Peinture d’un fascisme tropical

Les Haïtiens qui réclament à cor et à cri sur les réseaux sociaux le retour à un duvaliérisme intégral, mais qui ne l’ont pas vécu ni connu ses affres, doivent lire d’urgence l’ouvrage de Gérard Aubourg intitulé « Le fascisme mystique du docteur François Duvalier en Haïti » (Éditions Cidihca France).

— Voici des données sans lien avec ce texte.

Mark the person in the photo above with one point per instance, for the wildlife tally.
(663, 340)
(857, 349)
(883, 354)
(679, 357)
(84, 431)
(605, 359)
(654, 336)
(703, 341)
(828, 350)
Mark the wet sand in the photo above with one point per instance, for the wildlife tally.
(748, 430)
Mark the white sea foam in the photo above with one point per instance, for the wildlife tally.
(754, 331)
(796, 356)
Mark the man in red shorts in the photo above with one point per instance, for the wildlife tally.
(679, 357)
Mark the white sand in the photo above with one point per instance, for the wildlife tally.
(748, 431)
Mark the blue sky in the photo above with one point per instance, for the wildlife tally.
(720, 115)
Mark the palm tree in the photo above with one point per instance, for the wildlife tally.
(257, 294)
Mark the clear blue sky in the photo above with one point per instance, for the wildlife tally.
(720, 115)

Son bréviaire antiduvaliériste raconté avec brio est un tableau au vitriol de ce régime dictatorial. Il nous montre comment l’installation du docteur François Duvalier à la première magistrature suprême à la fin des années 50 a fait basculer la société dans l’horreur. L’auteur en prend pour preuve parmi d’autres sa propre école - le Lycée Pétion - où rien n’était plus comme avant. C’est, pour lui, le plongeon vertigineux dans un quotidien sans vie, lugubre, où l’esprit fasciste travestissait tout ce qui était sacré en Haïti. Tout devenait banal, y compris la vie. « Ainsi, le lycée était devenu « un enjeu politique ». On voyait des armes partout. Des individus, à mines patibulaires, mitraillettes au poing, « pied cochon » revolver à la ceinture, pénétraient jusque dans les salles de classe pour introduire « des fils du peuple ». C’était vrai, de « vrais fils du peuple. » Mais le niveau ne correspondait pas. L’atmosphère avait changé. Ce n’était plus le temps longtemps ».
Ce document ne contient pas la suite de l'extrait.